What Results to Expect

From campaigns I’ve run targeting IME agencies and expert networks in 2026, here’s a realistic ballpark:

  • Connection acceptance rate: 25–35% (slightly higher than a generic B2B list because the connection note is specific)
  • Reply rate: 8–15% of accepted connections
  • Conversion to a booked meeting: 3–5% of the total list (if your follow‑up is tight)

These are not magic numbers. They depend heavily on how well you segmented (Step 2) and how relevant your messaging feels (Step 3). I’ve seen reply rates jump to 20%+ when the list is hyper‑targeted and the sequence references a real pain point the agency just tweeted about.

When to Iterate on Messaging vs. Iterate on the List

If your connection acceptance rate is below 20%, the problem is almost always in the connection note or the targeting. Test a different note that mentions a more specific signal (e.g., a recent hire, a new office). If that fails, go back and tighten your list.
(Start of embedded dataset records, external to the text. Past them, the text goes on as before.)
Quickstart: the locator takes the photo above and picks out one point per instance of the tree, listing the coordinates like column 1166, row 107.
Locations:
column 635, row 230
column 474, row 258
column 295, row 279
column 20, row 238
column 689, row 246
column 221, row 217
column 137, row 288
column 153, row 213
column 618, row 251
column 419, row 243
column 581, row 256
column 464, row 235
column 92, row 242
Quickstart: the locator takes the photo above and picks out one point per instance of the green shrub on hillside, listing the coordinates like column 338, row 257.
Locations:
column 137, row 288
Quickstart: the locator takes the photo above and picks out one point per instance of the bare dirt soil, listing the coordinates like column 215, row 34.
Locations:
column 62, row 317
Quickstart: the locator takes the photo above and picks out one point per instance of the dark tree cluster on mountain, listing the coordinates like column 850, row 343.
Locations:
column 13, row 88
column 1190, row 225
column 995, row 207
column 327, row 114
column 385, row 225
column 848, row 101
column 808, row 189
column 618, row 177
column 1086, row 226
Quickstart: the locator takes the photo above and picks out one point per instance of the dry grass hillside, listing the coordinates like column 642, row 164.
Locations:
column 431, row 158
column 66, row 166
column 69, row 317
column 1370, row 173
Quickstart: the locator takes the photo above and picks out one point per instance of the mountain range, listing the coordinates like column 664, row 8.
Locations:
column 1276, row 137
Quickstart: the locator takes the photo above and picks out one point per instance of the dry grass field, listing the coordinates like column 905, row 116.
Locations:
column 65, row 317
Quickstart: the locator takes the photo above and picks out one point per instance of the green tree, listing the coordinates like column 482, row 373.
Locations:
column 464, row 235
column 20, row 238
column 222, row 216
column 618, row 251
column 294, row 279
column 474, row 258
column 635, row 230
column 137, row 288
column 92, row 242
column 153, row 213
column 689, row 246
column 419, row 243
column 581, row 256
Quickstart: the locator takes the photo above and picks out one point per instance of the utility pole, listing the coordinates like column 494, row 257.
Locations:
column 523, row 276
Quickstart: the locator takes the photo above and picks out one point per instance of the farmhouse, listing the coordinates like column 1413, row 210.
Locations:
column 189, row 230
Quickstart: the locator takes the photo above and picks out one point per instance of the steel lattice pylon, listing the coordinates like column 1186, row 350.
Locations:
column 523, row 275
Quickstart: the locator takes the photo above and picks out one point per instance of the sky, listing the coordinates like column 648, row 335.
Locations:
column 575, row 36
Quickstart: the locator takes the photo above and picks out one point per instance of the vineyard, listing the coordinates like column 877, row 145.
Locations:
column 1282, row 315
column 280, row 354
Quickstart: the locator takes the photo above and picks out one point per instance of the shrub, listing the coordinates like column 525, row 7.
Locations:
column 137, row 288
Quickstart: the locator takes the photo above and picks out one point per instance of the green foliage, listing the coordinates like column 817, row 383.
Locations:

If your reply rate is healthy but meetings aren’t booking, your value proposition in follow‑up messages is too generic. Make it more concrete – share a specific stat from a similar agency (anonymized) or reference a industry report they’d recognize.

If nothing’s working, the list is wrong. Don’t waste time rewriting messages for people who aren’t qualified. Go back to Origami, refine your prompt, and rebuild a tighter audience.